Brutal_ The Untold Story of My Life Inside Whitey Bulger's Irish Mob - Kevin Weeks [102]
Almost eight months later, on July 26, I was up in New Hampshire with family playing golf for the week. When I got back to the liquor store that weekend, I got a call from Pat saying that his brother Michael had hit the lottery for $14.3 million. That night, Patty and I met Michael, who said to Patty, “We’re partners.” Patty told Michael he was partners with me and Jimmy, and Michael said, “I don’t care what you do with your 50 percent. I know what I’m doing with mine.” So Michael got 50 percent, and Pat, Jimmy, and I shared the other 50 percent, with the three of us receiving $119,000 apiece before taxes for twenty years.
At that time, there was no love between Jimmy and Joe Malone, the state treasurer. Actually, if Danny Aiello and Jerry Cooney, a one-time heavyweight contender, mated, their son would look just like Joe Malone. Joe had the machine at the liquor store taken out. At the lottery headquarters, they checked their machine, and all the balls that were used to draw numbers were weighed to see if we had somehow rigged it. It was a waste of time. The drawing was legit.
At a press conference, Joe said that the only winner who could have caused him more trouble would have been his mother. The press was certain that somehow Billy had put the fix in for his brother and that it was all part of an after-the-win scheme to launder dirty money. Again, they were wrong. But the truth also was that it caused us more heat than it was worth.

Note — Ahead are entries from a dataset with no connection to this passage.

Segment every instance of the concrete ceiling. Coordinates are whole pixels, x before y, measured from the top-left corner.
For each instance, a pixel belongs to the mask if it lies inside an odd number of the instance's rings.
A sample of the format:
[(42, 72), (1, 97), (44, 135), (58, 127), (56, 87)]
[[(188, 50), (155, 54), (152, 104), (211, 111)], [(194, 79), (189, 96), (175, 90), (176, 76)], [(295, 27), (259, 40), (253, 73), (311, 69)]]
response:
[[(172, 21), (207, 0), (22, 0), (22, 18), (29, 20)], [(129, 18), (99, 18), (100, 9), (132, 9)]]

The media also worked hard trying to make up stories about Jimmy’s sexual orientation. But there wasn’t any truth to any of those stories. One photo of Jimmy that often appears in the press shows him bare-chested except for a vest, wearing a cowboy hat and holding a gun. It’s supposed to equate him with the Village People, when he really was with a woman. The photo was taken when he and Theresa were on vacation and they went into a vintage costume place where you put on old-fashioned garb and have your photo taken. They never show the part of the photo where Theresa is dressed as a saloon girl. It’s just easier for the press to take Jimmy’s part of the picture out of context and leave Theresa out of it. Actually, Theresa has the complete photo and won’t release it. She’s saving it for when she writes her book.

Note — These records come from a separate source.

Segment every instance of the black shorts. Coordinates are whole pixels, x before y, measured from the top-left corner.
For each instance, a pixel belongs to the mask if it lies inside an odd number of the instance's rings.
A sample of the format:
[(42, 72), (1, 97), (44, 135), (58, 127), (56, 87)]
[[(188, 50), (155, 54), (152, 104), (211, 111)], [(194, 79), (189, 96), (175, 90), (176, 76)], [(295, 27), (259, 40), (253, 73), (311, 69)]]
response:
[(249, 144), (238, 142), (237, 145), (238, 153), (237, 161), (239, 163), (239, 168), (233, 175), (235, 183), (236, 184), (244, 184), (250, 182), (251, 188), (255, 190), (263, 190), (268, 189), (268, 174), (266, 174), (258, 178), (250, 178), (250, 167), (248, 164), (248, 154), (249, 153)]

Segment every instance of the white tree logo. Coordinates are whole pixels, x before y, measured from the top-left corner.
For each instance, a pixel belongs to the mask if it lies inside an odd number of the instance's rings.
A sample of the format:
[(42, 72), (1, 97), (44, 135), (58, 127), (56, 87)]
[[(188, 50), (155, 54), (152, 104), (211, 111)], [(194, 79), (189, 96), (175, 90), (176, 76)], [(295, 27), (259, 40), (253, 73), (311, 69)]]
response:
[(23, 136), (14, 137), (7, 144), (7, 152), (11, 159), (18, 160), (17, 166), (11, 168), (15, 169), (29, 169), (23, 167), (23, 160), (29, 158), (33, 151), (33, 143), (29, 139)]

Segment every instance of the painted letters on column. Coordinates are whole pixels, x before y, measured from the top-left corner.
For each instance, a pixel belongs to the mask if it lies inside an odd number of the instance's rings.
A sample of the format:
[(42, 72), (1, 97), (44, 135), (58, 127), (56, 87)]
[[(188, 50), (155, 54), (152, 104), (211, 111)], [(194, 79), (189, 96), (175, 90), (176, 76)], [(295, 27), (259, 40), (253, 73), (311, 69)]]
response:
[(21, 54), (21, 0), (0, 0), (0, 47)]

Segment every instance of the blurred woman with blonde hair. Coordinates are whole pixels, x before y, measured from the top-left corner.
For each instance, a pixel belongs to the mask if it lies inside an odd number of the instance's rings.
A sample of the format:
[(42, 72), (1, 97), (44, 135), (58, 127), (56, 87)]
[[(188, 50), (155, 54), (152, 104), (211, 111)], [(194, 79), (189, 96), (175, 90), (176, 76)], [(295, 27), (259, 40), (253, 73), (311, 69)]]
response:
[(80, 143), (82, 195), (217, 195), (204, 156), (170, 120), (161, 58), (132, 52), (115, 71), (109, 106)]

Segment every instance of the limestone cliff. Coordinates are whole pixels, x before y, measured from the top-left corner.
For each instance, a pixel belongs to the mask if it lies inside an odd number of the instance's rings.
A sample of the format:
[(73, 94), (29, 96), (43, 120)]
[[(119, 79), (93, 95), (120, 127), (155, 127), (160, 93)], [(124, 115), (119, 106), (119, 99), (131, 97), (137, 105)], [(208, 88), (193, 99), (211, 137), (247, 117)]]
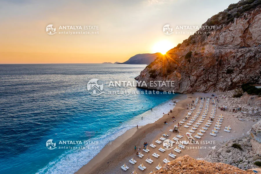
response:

Despite their continuous attempt to grab pictures of us, Jimmy and I were pretty alert and managed to avoid nearly every photographer who hounded us. There is one photo of the two of us, however, that continually accompanies articles about either one of us, and is usually shown on the Whitey Bulger episodes of America’s Most Wanted. This one was taken by a Globe reporter who happened to stumble across the two of us one summer day when Jimmy and I were walking around Castle Island. I was wearing a white T-shirt with FILA across its front and Jimmy had on a Boston Red Sox cap. The minute we spotted the photographer, with his footlong telescopic lens stretched across the roof of his car, Jimmy and I both gave him dirty looks. Then, as I started running toward him, the photographer jumped into his car and took off. For all the years the photographers hounded us, that was one of only two photographs they ever got of the two of us together.
There was one incident, however, in which Jimmy and I managed to use the media to further our own interests. In 1990, we were interested in the race for governor of Massachusetts and were anxious to do whatever we could to hurt the campaign of lieutenant governor Francis X. Bellotti. Jimmy had never liked Bellotti and particularly blamed him for the failed investigation into the fire that took place at the Hotel Vendome on June 17, 1972. During the fire, nine firemen lost their lives when the southeast section of the hotel collapsed. Jimmy always believed that the investigation was whitewashed because Franchi Construction, which was doing the renovation of the hotel, was a political contributor to Bellotti. It had been reported that some of the support beams were illegally taken out and should never have been removed during the renovation.